21 The Council's second argument also cannot withstand scrutiny. The second argument, when analysed, collapses into nothing more than a formalistic version of the applicant's argument. The applicant's submissions persuasively exposed this problem. In short, if one concessional allotment only may be created by reference to each grant of consent under cl 13(1)(a), then a person in the applicant's position can achieve precisely the same result as the present applicant by making five separate development applications either at the same time or sequentially. The same result as the present application could be achieved because (on the Council's second argument) the power to create one concessional allotment only would be available for each and every exercise of power to grant consent. Consistent with the applicant's submissions, this result suggests that a different reading of cl 13(1)(a) is required.

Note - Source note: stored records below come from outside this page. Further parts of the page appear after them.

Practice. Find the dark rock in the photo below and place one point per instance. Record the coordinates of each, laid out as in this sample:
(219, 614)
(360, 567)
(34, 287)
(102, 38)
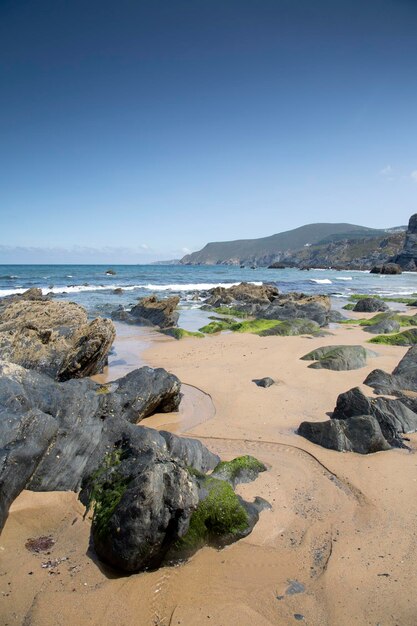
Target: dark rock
(55, 338)
(151, 311)
(407, 258)
(402, 379)
(388, 268)
(264, 382)
(370, 305)
(337, 357)
(360, 434)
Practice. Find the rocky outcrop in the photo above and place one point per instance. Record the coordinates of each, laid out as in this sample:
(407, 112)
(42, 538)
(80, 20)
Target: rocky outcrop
(407, 258)
(55, 338)
(360, 434)
(151, 311)
(338, 358)
(149, 493)
(402, 379)
(388, 268)
(370, 305)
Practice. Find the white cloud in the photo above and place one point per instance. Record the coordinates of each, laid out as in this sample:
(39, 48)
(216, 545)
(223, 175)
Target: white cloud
(386, 171)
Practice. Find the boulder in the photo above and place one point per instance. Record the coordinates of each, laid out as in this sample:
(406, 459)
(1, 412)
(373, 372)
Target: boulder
(55, 338)
(151, 311)
(370, 305)
(402, 379)
(387, 268)
(337, 358)
(360, 434)
(264, 382)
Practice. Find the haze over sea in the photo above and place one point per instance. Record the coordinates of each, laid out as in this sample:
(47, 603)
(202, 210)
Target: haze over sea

22 The applicant's approach to cl 13(1)(a) accords with the natural and ordinary meaning of the clause and avoids this problem of form defeating substance. It gives a sensible meaning to all of the words of the clause. It recognises that: - (i) the clause is concerned with the subdivision of any land within the 1(a) zone (and not a permanently defined parcel of land such as an existing holding), (ii) the clause enables any land (provided it is of sufficient area) to be subdivided into lots each of 40 hectares, and (iii) the proviso is located in and is an exception to the capacity for land to be subdivided into lots each of 40 hectares. In other words, the structure and language of cl 13(1)(a) supports the conclusion that for each 40 hectare lot created by a grant of consent there may be one concessional allotment also created provided that lot is less than 4 hectares and not less than 0.4 hectares and is for a relative of the owner of the land or the owner and otherwise satisfies the requirements of the clause.
23 Insofar as the issue was raised at all, the Council appeared to accept that "less than 4 hectares" in the proviso to cl 13(1)(a) should be construed as meaning "4 hectares or less". In any event, the proposed concessional allotments (lots 1, 3, 5, 9, and 11) can readily be reduced in area by some minor amount. The Council, as noted, otherwise accepted that all of the conditions in cl 13(1) were satisfied (including that the proposed concessional allotments were for a relative of the owner or the owner of the land). On this basis, and for the reasons given above, the separate question should be answered as follows:
Q. Is the subdivision, insofar as it proposes the creation of lots 1, 3, 5, 9 and 11, permissible pursuant to clause 13 of the Rylstone Local Environmental Plan 1996?
A. Yes.
23 The proposal is for the subdivision of 302 ha into five lots of 40 ha, and five lots of 4 ha and a larger lot of 82 ha that contains the existing dwelling church and cemetery on the land. The northern six lots proposed in the subdivision have frontage to White Rock Road and the remaining five lots are to be accessed by a road reserve yet to be constructed.